La droite n'est pas la seule, pour le malheur de ce pays, à manger de ce pain là. Hollande et Valls en jouent aussi, et n'ont pas hésité, autant par inconscience que par opportunisme, et dans la précipitation, à prolonger un état d'urgence dont a vu jusqu'ici le peu d'efficacité pour la sécurité, et perçu déjà le péril qu'il représente pour la liberté.

Tout cela sur fond d'un aveuglement qui empêche de voir les racines du mal lesquelles se trouvent pour une bonne part dans la conduite par la France d'une politique étrangère catastrophique, particulièrement au Moyen-Orient où notre pays pourtant, à une époque encore récente, avait l'estime de la plupart des pays arabes, nous épargnant ainsi la haine de fanatiques.

JMG

samedi 16 juillet 2016

La paix c'est maintenant

Il est temps de s'interroger sur la politique étrangère de la France, notamment depuis les mandats de Sarkozy et Hollande lesquels, de ce point de vue, sont à peu près les mêmes, et produisent donc les mêmes effets. Les deux sont "Américains", l'un un peu plus que l'autre dans la mesure où il avait annoncé la couleur. C'est moins vrai pour Hollande dont beaucoup, et j'en suis, ont été surpris par le degré d'atlantisme dont il s'avère porteur.
Hollande en Europe, s'agissant d'économie et de finances, suit l'Allemagne aveuglément, et il suit tout aussi aveuglément les Etats-Unis au niveau de la politique menée au Proche et au Moyen-Orient.

Hollande n'est peut-être pas un chef de guerre, mais il la fait volontiers pour les autres, et notamment pour les Etats-Unis. Ces derniers, après avoir répandu et créé le chaos en 2003 en Irak, se retirent peu ou prou des théâtres d'opération, dans l'espoir que l'Europe prenne le relais, ce que celle-ci fait très partiellement en passant le bébé à la France. 

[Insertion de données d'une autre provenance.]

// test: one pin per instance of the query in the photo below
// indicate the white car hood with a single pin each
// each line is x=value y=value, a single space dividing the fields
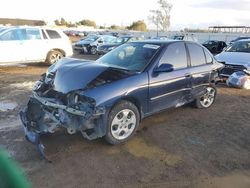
x=234 y=58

Question efficacité militaire, c'est rien ou presque, la France n'est pas une super-puissance, mais sur le plan idéologique le fardeau est inestimable et d'une lourdeur inhumaine.

Il s'agit bien d'un fardeau dont notre pays a hérité. Mais c'est parce que nos gouvernants, sans débat démocratique digne de ce nom, l'ont bien voulu. Nous en avons les résultats tragiques à Paris au Bataclan, puis tout récemment à Nice. Nous en reverrons d'autres tout aussi dramatiques. Dans ce domaine on peut croire Valls qui nous dit à l'envi que la France est en guerre (ce qui heureusement est encore faux) et que les Français doivent s’attendre à d'autres crimes de masse, et donc "s'habituer au terrorisme". Il le dit avec une telle conviction qu'on se demande même, question politique intérieure, si cela ne l'arrange pas un peu.

L'attentat de Nice a été perpétré par un raté, nous le savons maintenant, un simple mais dangereux délinquant, rendu amer, à la folie et à la mort, par une vie de misère matérielle, intellectuelle, et spirituelle, ce qui est un comble pour quelqu'un qui entendait mener sa guerre sainte. Cette situation individuelle, faite de rancœur et d'humeur dépressive, s'est amalgamée avec une idéologie mortifère et guerrière. Daesh ne s'y est pas trompé qui revendique, on devrait dire récupère, finalement cet acte aujourd'hui, deux jours après ce crime qui aura fait près de quatre-vingt-dix victimes innocentes.

En ces jours de deuil le gouvernement français serait bien inspiré de ne pas en rajouter dans le discours belliqueux. Pour combattre le "terrorisme", mieux vaut s'attacher à donner les moyens aux services de renseignement pour qu'ils fassent discrètement leur travail, (ce qui serait autrement plus productif qu'un état d'urgence qui n'aura pas empêché la tuerie de Nice.)

Sur le plan géo-politique il est temps que notre pays promeuve la paix, c'est encore possible. Il s'agit donc de tempérer ces discours guerriers qui ne font qu'attiser le feu dans les esprits malades. il s'agit surtout de renouer avec un vrai travail diplomatique qui évite la guerre

La France, pour ce faire, retrouvera-t-elle son indépendance et sa neutralité pour gagner finalement en influence au Moyen-Orient, sans devenir le cible privilégié des terroristes de tout poil ?
Le passif est devenu lourd après des années d'une politique étrangère calamiteuse que l'on doit à Hollande autant qu'à Sarkozy.
Il faudra de l'énergie, du temps, de la volonté, du courage surtout, pour sortir du guêpier dans lequel, sans notre accord, on nous aura plongés.

JMG





lundi 4 juillet 2016

De l'art des lois inutiles

On aura été bien servis ces temps-ci de lois inutiles, et tout aussi nuisibles. Réforme territoriale, lois Macron, loi El Khomry, autant de textes qui n'auront fait l'objet d'aucun travail démocratique, et qui auront agi contre cet idéal même, à coups de 49-3 ou de votes bloqués, moyens bien commodes de la Constitution qui permettent à de grands (?) politiciens mais de piètres (!) politiques d'aller chasser dans les terrains vagues et scabreux de l'autocratie.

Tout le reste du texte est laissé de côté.